O que realmente não suportam
em mim é a mania que tenho de corrigir o português dos outros. Procuro e aponto
erros em literalmente tudo que falam ou escrevem para mim. Nem o que postam no
Facebook escapa do meu crivo. Não perdoo sequer as mensagens de texto de
celular.
Para início de conversa,
tenho uma especial implicância com pleonasmos. As pessoas adoram subir para
cima, descer para baixo, entrar para dentro, sair para fora, acrescentar algo a
mais, encarar de frente, conviver junto, dar outra alternativa e contar fatos
reais - e repetem tudo isso novamente, como já faziam há muito tempo atrás.

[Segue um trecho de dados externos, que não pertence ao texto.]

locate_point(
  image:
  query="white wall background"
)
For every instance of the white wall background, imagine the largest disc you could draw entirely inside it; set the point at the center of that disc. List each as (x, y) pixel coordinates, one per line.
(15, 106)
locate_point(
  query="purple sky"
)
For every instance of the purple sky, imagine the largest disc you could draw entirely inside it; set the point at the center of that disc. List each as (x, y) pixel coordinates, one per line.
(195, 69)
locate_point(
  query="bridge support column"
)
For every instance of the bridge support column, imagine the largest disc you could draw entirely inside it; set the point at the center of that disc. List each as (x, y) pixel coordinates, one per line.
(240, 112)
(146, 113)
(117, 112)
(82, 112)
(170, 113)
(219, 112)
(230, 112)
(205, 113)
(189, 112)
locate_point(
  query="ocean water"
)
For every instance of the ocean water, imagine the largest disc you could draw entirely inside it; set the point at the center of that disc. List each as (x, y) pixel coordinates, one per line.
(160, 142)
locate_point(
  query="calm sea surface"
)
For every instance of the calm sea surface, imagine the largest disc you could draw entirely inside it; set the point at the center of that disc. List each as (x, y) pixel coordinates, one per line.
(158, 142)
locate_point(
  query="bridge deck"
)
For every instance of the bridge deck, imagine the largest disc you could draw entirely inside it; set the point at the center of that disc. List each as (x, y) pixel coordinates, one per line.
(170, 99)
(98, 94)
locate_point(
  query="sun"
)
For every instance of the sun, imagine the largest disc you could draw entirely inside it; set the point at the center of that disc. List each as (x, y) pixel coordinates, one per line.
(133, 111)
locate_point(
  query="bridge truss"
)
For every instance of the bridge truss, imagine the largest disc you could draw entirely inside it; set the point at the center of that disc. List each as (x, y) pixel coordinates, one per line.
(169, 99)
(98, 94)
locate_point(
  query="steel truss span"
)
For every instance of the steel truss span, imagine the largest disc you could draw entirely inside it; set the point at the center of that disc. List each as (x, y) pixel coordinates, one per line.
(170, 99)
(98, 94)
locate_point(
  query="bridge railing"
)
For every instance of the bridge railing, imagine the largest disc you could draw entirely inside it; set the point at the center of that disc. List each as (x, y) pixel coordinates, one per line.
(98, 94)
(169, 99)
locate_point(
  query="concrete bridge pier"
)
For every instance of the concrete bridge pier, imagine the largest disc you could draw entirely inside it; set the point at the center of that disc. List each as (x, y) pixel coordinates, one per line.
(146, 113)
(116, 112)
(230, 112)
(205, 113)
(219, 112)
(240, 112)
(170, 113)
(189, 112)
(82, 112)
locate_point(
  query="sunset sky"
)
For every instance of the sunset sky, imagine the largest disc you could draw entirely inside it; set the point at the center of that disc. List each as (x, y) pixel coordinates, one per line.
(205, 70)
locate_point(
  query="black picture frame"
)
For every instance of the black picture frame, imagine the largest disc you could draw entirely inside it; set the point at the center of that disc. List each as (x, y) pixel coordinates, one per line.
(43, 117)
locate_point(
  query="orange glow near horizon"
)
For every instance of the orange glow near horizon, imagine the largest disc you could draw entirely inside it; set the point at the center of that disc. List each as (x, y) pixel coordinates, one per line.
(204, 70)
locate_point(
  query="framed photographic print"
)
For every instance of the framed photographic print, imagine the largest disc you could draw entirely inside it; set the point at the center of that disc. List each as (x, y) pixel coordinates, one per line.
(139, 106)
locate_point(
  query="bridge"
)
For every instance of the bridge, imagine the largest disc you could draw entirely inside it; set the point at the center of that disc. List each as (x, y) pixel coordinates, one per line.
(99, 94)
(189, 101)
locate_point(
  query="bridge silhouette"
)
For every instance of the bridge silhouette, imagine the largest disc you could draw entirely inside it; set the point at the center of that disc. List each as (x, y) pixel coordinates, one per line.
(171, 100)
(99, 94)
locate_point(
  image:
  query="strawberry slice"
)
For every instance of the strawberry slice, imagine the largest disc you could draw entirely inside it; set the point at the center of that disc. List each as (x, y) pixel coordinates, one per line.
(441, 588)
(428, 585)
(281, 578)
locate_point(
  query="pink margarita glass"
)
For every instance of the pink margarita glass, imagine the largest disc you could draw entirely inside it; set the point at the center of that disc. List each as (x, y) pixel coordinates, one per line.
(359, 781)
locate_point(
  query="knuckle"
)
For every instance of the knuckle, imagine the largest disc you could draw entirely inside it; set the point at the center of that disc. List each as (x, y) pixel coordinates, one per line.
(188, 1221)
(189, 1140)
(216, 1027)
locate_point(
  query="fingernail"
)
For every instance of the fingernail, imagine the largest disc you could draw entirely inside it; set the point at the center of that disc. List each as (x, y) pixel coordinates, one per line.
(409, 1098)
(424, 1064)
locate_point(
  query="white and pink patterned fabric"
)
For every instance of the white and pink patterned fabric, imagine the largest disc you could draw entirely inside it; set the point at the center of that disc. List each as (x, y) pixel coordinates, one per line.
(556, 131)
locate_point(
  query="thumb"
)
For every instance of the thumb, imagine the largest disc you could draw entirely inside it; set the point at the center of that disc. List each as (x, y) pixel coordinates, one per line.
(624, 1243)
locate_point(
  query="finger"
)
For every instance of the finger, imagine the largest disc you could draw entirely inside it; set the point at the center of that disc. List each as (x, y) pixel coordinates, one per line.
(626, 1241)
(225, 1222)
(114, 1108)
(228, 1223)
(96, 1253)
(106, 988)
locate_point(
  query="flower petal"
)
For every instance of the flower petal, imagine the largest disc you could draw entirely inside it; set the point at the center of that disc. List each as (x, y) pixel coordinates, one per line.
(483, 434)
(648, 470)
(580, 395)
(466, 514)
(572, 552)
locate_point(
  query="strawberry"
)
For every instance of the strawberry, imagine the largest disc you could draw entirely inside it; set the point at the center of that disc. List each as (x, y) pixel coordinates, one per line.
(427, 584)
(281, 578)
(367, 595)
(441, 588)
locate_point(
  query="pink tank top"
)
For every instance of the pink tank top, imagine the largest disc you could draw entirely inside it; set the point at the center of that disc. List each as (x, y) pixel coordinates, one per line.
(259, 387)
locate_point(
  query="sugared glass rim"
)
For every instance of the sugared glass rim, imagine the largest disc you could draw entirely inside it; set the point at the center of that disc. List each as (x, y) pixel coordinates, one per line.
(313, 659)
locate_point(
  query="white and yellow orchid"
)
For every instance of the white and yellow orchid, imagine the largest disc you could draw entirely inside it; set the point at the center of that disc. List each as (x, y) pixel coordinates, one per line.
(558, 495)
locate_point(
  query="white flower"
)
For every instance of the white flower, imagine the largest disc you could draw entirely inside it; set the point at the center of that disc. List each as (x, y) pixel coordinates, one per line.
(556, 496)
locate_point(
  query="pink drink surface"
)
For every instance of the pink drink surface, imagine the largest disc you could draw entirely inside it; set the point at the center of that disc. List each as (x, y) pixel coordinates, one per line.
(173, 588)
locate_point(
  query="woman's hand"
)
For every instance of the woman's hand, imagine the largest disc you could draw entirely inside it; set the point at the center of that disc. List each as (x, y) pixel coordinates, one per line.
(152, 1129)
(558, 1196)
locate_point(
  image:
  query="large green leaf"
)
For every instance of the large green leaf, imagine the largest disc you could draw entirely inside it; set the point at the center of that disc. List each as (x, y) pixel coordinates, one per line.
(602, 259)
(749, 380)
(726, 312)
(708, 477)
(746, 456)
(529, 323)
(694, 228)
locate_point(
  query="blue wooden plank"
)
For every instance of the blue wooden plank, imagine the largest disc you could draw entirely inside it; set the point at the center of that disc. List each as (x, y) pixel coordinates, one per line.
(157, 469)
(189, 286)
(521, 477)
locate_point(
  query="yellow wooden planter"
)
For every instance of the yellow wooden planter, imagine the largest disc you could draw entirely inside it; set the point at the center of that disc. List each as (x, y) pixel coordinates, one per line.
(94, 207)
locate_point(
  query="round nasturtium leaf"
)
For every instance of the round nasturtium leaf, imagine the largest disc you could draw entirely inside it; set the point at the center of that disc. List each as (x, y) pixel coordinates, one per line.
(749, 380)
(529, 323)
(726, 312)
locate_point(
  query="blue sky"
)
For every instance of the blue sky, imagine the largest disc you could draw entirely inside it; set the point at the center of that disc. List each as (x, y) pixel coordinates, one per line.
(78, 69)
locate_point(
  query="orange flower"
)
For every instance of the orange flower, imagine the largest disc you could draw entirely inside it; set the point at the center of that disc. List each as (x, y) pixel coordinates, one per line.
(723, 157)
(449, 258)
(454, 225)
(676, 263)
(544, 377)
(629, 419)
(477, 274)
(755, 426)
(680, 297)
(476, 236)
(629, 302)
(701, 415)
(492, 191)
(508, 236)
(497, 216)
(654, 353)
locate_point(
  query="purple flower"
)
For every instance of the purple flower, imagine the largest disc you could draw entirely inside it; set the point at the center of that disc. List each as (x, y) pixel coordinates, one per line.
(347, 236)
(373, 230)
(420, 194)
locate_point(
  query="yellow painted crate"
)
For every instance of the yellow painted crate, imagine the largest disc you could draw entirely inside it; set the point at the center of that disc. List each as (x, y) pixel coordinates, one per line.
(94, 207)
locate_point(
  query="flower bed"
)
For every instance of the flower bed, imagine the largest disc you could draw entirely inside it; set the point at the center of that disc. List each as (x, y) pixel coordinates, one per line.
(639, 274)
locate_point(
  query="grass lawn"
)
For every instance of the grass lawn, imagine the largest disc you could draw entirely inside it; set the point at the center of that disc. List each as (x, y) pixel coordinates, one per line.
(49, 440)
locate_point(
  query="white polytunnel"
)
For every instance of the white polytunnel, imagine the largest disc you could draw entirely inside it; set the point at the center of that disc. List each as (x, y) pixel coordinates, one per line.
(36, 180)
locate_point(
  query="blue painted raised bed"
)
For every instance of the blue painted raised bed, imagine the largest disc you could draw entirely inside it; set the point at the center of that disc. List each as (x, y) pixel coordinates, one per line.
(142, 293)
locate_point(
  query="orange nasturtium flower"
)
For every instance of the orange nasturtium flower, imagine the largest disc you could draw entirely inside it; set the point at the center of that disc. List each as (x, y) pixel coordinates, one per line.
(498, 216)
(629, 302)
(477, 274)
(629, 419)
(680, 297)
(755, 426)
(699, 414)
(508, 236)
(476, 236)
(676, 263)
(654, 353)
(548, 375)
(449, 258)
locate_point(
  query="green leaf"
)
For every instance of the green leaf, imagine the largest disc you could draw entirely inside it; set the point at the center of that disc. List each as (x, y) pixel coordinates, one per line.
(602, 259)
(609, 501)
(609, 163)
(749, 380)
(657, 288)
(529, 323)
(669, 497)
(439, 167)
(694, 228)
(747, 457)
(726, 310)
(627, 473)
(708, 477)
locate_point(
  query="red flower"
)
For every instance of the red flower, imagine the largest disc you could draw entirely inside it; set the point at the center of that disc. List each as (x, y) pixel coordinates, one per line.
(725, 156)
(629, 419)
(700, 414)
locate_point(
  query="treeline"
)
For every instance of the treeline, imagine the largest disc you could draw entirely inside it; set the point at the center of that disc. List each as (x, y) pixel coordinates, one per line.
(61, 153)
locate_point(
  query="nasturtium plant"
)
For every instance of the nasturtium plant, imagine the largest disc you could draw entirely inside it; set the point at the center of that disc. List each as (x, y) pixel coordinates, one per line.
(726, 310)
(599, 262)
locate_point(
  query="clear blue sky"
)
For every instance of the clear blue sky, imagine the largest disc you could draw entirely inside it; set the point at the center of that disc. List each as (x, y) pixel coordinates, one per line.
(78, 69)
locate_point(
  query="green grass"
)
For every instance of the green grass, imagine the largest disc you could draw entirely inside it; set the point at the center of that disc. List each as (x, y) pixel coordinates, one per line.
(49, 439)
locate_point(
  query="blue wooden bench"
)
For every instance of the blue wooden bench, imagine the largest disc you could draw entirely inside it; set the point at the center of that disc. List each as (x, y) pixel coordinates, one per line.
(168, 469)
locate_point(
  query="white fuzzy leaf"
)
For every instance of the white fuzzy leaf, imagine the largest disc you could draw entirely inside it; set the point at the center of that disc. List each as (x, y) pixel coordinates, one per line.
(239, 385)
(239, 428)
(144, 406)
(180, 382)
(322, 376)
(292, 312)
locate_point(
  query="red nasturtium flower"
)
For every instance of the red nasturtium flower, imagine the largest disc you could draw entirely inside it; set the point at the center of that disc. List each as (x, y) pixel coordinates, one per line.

Como isso me irrita! Extrapola o meu teto máximo de paciência! Por que essas
pessoas – para usar outro pleonasmo, este, porém, aceito pelos dicionários –
não se suicidam?!
E quando falam, por exemplo,
“pediram para eu vim aqui”? Não dá
vontade de matar o cidadão?! Ou pedir para ele ir para aquele lugar?! E quando dizem “não sei onde está o meu óculos”? Por que não vão procurá-los
naquele lugar?! E o gerundismo? Até
quando vamos estar aguentando isso?!
Sei que as pessoas não
gostam que eu lhes corrija o português, porém não consigo me controlar. Tento
resistir, pois essa minha conduta só me traz problemas, mas, como disse o
escorpião para o sapo na fábula, é a minha natureza. Meus últimos três
divórcios foram por causa disso, e todas as ex-esposas alegaram crueldade
mental da minha parte. Numa carta de amor que recebi na semana passada,
consegui encontrar 117 erros de português. Solicitamente, enviei as 117
correções para a minha amada, que - ingrata que só ela - deixou de me amar
naquele mesmo dia. Todos os meus amigos se afastaram de mim. Nas raras festas
para as quais ainda me convidam, todos se calam quando me aproximo. Até meu
cachorro parou de latir, com medo de que eu reclamasse que ele estava latindo
errado.
Agora que o Ministério da
Educação acaba de aprovar um livro que afirma que é preconceito condenar frases
como “nós pega o peixe” – aqui voltando à piscicultura -, descobri que quem
está errado... sou eu.
18/07/2011
[1] O título foi roubado de uma expressão
que ouvi do grande prof. Miguel Chalub, referindo-se, com grande justiça, a si
próprio.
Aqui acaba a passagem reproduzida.